Après avoir enfilé un sourire en bandoulière en acceptant l’invitation, ou en “follow back”, vous vous rendez compte qu’il va falloir engager la conversation. Mais que faut-il donc écrire ? Paraître chill, ou y aller franco ? D’ailleurs, devez-vous envoyer le premier message privé ?

Avec des papillons dans le ventre, vous scrutez un peu plus souvent votre portable, guettant un petit signe de sa part. Et franchement, ce moment, c’est tout de même assez attendrissant, non ?

Les likes et les commentaires font grimper la dopamine

À chaque publication que vous faites, vous avez droit à un like. Et alors, quand l’élu.e de votre coeur commente, bonjour le coeur qui bat la chamade !

On sait déjà que les réseaux sociaux ont une influence sur notre libération de dopamine, l’hormone à l’origine du système de récompense de notre cerveau. Mais alors, quand il s’agit de votre crush, tout s’emballe, et les métriques grimpent ! Et puis vous savez quand on en produit aussi beaucoup, de la dopamine ? Mais si, vous voyez ce qu’on veut dire, n’est-ce pas ?

L’amour en streaming

Pendant notre adolescence, on utilisait la musique pour tenter de se rapprocher de celui ou celle dont on avait le béguin. “Tu veux écouter la musique avec moi ?”, proposait-on en tendant le deuxième écouteur de notre iPod.

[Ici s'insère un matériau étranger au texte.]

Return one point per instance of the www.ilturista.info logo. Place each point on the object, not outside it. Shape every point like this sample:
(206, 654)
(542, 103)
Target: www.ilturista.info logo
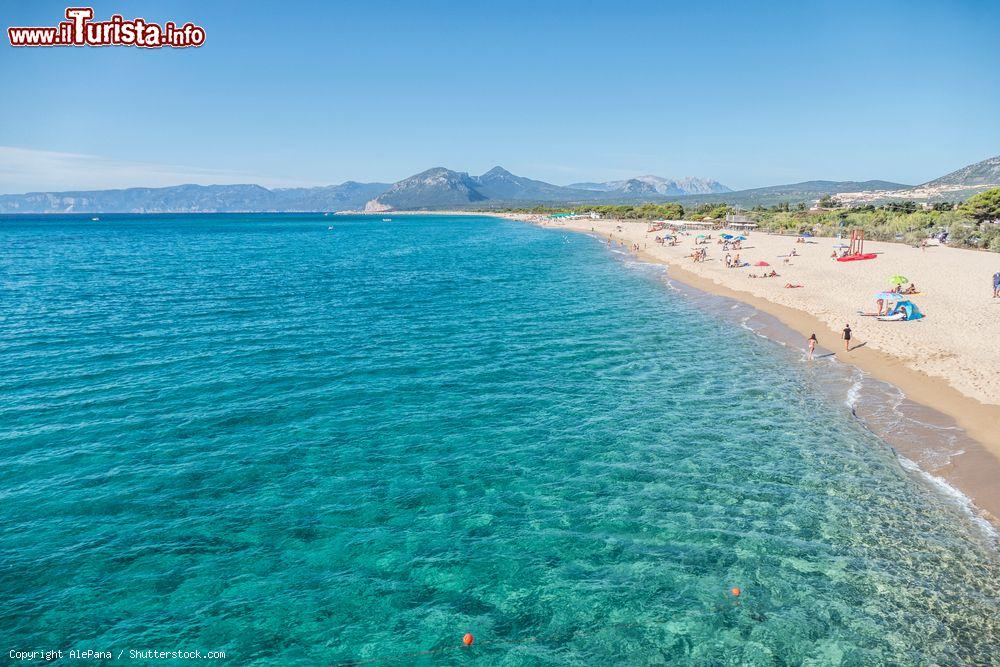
(80, 30)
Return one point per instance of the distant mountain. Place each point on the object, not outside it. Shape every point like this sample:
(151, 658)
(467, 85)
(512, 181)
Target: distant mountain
(441, 188)
(500, 184)
(656, 185)
(956, 186)
(986, 172)
(195, 198)
(435, 188)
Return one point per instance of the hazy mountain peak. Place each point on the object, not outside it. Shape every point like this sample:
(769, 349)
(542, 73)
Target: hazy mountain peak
(497, 172)
(689, 185)
(986, 172)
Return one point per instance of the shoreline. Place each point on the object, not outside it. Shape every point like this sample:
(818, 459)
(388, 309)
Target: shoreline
(974, 471)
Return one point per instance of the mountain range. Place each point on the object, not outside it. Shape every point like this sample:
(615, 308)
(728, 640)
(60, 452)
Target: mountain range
(440, 188)
(657, 185)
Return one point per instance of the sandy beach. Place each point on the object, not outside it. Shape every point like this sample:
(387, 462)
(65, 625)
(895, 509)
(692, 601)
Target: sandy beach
(948, 361)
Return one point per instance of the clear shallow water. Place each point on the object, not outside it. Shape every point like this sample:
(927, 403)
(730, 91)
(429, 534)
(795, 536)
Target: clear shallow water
(306, 446)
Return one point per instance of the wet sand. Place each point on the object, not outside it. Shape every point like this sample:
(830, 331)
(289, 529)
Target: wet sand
(950, 435)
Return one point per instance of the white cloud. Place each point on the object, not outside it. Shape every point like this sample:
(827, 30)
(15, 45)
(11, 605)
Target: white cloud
(26, 170)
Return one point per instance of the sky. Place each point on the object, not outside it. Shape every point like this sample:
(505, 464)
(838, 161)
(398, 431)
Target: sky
(314, 93)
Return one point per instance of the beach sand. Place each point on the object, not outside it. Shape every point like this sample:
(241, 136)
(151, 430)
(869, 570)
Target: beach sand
(949, 361)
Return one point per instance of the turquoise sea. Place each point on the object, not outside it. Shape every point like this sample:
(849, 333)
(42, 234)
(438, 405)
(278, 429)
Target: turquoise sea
(307, 440)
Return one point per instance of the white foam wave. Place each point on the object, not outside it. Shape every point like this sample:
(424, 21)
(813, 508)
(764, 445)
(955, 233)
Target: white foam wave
(962, 500)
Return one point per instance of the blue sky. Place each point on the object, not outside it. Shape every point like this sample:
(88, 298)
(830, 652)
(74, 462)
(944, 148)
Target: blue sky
(307, 93)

Aujourd’hui, en quelques clics, vous envoyez une chanson suggestive à votre crush via Spotify ou YouTube. Vous pouvez même partir sur une playlist personnalisée (ou, si vous avez vraiment la classe, la playlist des Digital Naïves).

Et côté ciné, on évite désormais de dépenser tout son argent de poche dans une salle noire, et on tire parti du compte Netflix qu’on partage avec son meilleur pote, en choisissant exactement le bon film, pour la bonne soirée en amoureux. Si on n’en est pas encore à ce stade, rien n’empêche de recommander une bonne série à l’élu.e de son coeur. Bien sûr, on évite de parler de la série You, tout de même.

Bref, on tire parti du digital pour se rapprocher et tenter une déclaration déguisée, sous couvert de culture… et c’est quand même sacrément mignon.

Les signatures automatiques de mail qui font marrer

Ça arrive rarement, parce qu’au fond, qui communique par email avec son flirt ? Mais si vous vous êtes déjà retrouvé dans ce cas de figure, vous savez combien le “Cordialement” automatisé dans la signature, qui vient après le “Gros bisous, à ce soir” spontané, peut être tordant.

Et vous savez ce qu’on dit : femme qui rit…

Non, le flirt version web n’est pas choupi

Avouons-le cependant : parfois, la drague 2.0 est tout sauf attendrissante. Voire même gênante, ou outrageante.

LinkedIn n’est pas une app de rencontre

Quiconque utilise LinkedIn n’a pas pu échapper aux approches très lourdes de certains utilisateurs. Et ce, quel que soit le sérieux de votre profil (que vous avez bien sûr totalement optimisé grâce au guide des Digital Naïves, hein ?).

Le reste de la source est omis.